Relevant chapters and sections from the course text are indicated. Remember that the lecture notes define the detailed content of the course. Some material presented during lectures will go beyond the textbook. Problem Set 0 covers review material (Chapters 1-6 in text) and is optional.
ATOMIC STRUCTURE (10 lecture hours, Problem Sets 1 & 2)
(Sections 2.3-2.5, 9.1-9.3, 9.5-9.12, 10.1-10.6)
Quantum theory: electromagnetic radiation, the photoelectric effect, wave/particle duality of light, Planck's equation, wave/particle duality of matter, de Broglie equation, Heisenberg Uncertainty Principle.
Wave mechanics and the hydrogen atom: Schrödinger wave equation, wave functions, quantum numbers, probabilities, shapes and sizes of s, p and d orbitals.
Atomic spectra: continuous and line spectra, emission spectrum of hydrogen and hydrogen-like ions, relationship between quantum numbers and emission/absorption spectra, selection rules.

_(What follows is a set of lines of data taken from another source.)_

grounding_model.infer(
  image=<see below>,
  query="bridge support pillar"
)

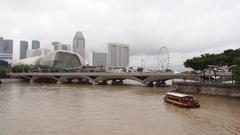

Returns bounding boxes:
[57,80,63,84]
[112,80,123,85]
[155,81,166,87]
[147,82,154,87]
[98,81,108,85]
[29,78,34,83]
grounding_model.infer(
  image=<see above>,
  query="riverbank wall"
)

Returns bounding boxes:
[173,82,240,98]
[0,79,23,84]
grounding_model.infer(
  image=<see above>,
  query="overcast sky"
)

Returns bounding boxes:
[0,0,240,66]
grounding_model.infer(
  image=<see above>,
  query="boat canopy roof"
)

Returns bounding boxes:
[167,92,192,97]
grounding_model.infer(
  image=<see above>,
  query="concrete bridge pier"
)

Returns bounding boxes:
[57,80,63,84]
[155,81,166,87]
[147,82,154,87]
[112,79,123,85]
[98,80,108,85]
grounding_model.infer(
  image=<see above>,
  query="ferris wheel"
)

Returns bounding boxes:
[157,47,169,70]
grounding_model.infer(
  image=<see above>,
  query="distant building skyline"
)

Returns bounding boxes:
[19,41,28,59]
[3,39,13,54]
[32,40,40,49]
[0,37,4,53]
[88,51,107,67]
[73,31,85,63]
[27,48,51,58]
[0,37,13,61]
[107,43,129,67]
[52,41,71,51]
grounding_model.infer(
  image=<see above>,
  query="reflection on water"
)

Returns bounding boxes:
[0,83,240,135]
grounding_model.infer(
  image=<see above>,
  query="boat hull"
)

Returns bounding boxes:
[164,98,200,108]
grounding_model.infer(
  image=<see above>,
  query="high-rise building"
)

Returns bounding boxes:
[107,43,129,67]
[32,40,40,49]
[0,37,3,53]
[0,37,13,61]
[3,39,13,54]
[73,31,85,63]
[88,51,107,67]
[52,41,71,51]
[27,48,51,58]
[19,41,28,59]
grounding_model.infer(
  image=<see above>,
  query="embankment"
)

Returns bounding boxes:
[0,79,23,84]
[173,82,240,98]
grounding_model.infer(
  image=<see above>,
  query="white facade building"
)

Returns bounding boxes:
[27,48,50,58]
[73,31,85,63]
[52,41,71,51]
[13,49,83,69]
[88,51,107,67]
[107,43,129,67]
[19,41,28,59]
[0,53,13,62]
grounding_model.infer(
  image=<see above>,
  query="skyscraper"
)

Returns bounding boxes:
[3,39,13,54]
[73,31,85,63]
[0,38,13,61]
[32,40,40,49]
[88,51,107,67]
[0,37,3,53]
[19,41,28,59]
[108,43,129,67]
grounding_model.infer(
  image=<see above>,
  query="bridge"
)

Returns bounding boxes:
[8,72,181,85]
[8,72,233,86]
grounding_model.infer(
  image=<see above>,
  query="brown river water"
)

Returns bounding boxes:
[0,83,240,135]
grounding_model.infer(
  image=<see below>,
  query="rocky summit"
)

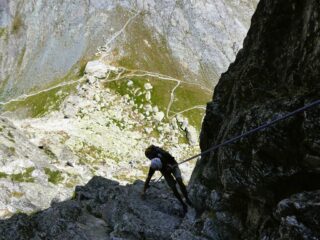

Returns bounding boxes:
[0,0,320,240]
[192,0,320,239]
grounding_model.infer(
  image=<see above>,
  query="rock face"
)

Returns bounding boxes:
[192,0,320,239]
[0,0,257,99]
[0,177,191,239]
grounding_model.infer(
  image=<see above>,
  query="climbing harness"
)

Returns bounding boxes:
[156,99,320,183]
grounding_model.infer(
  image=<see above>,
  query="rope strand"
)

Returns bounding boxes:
[156,99,320,182]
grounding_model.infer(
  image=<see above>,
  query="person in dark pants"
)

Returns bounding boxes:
[142,145,192,212]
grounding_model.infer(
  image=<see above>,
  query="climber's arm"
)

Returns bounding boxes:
[142,167,155,195]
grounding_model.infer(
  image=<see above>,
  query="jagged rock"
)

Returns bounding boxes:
[153,111,164,122]
[0,177,188,239]
[0,0,257,100]
[191,0,320,239]
[85,60,117,78]
[152,106,159,113]
[127,80,133,87]
[146,92,151,101]
[186,125,199,145]
[143,83,153,91]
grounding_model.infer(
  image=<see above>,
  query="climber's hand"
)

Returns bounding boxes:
[141,191,146,200]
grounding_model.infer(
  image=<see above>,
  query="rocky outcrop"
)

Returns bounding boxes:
[192,0,320,239]
[0,177,192,239]
[0,0,257,100]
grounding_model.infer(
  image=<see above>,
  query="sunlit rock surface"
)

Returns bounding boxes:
[192,0,320,239]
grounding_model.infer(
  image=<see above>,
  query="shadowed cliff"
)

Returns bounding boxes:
[192,0,320,239]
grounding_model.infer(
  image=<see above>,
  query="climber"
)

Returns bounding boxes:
[142,145,192,212]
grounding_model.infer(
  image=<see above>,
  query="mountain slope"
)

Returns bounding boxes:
[0,0,257,99]
[192,0,320,239]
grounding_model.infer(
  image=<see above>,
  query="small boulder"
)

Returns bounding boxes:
[144,83,153,91]
[85,60,117,78]
[154,112,164,122]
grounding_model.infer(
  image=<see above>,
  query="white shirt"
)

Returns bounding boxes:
[150,158,162,170]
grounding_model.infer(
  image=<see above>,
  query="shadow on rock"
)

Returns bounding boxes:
[0,177,191,240]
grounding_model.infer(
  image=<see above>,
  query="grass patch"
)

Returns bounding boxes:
[44,168,64,185]
[10,167,34,182]
[76,142,107,165]
[0,172,8,178]
[4,82,75,118]
[43,147,57,159]
[118,12,186,78]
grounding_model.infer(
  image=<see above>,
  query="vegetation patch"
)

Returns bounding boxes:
[0,172,8,178]
[118,15,186,78]
[76,142,107,166]
[10,167,34,182]
[44,168,64,185]
[4,85,75,118]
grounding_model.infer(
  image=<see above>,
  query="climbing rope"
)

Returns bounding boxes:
[156,99,320,182]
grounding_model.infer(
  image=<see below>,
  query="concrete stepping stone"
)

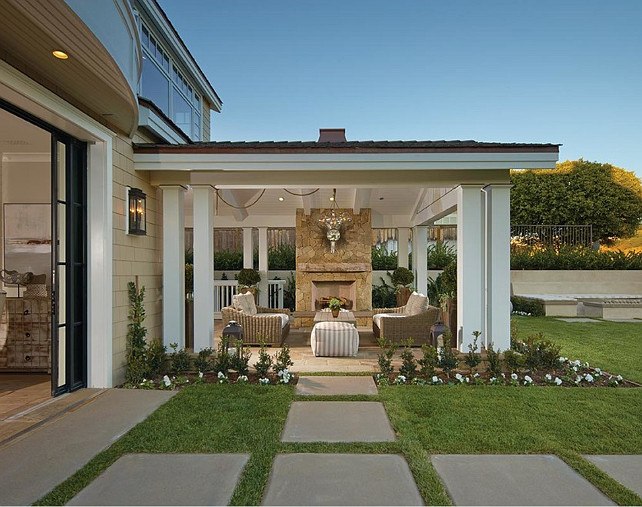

Electron configurations and the Periodic Table: electron spin, energy levels and configurations of multi-electron atoms and ions, Pauli Exclusion Principle, Hund’s Rule, periodic variation of properties with atomic structure, atomic and ionic size, ionization energies, screening, electron affinity.
MOLECULAR STRUCTURE AND BONDING (12 lecture hours, Problem Sets 3, 4)
(Chapter 11 and Sections 12.1-12.6, 13.5-13.6, 17.9)
Localized electron model: Lewis structures: including organic molecules, multiple bonds, expanded octet examples, formal charges, resonance, Lewis acids/bases, bond lengths and strengths.
Molecular geometry and VSEPR Model: basis of VSEPR, basic shapes of molecules with examples, including organic and multiply bonded species, bond and molecular polarity.
Valence Bond Theory: hybridization, s and p bonds.
Molecular Orbital Theory: linear combination of atomic orbitals, first and second row homonuclear and heteronuclear diatomics, bond lengths and strengths, magnetism, delocalization, ozone, benzene, HOMO, LUMO, electron density maps of molecules.
CHEMISTRY OF S-BLOCK ELEMENTS and IONIC STRUCTURES (8 lecture hours, Problem Set 5)
(Sections 10.7, 12.7, 13.7-13.9, Chapter 22)
Groups 1 and 2: bonding in metals, band theory, conductivity, compounds and reactivity, crown ethers.
Crystalline and ionic structures: types of solids, packed spheres, close packing, lattices, coordination numbers, unit cells, lattice vacancies/holes, coordination numbers, lattice energies, X-ray diffraction, zeolites.
CHEMISTRY OF P-BLOCK ELEMENTS and COVALENT COMPOUNDS (6 lecture hours, Problem Set 6)
(Section 12.7, 13.7, 17.9, Chapters 22 and 23)
Groups 13 to 18: group trends, bonding examples, intermolecular forces, molecular polarity, compounds and reactivity, semiconductors.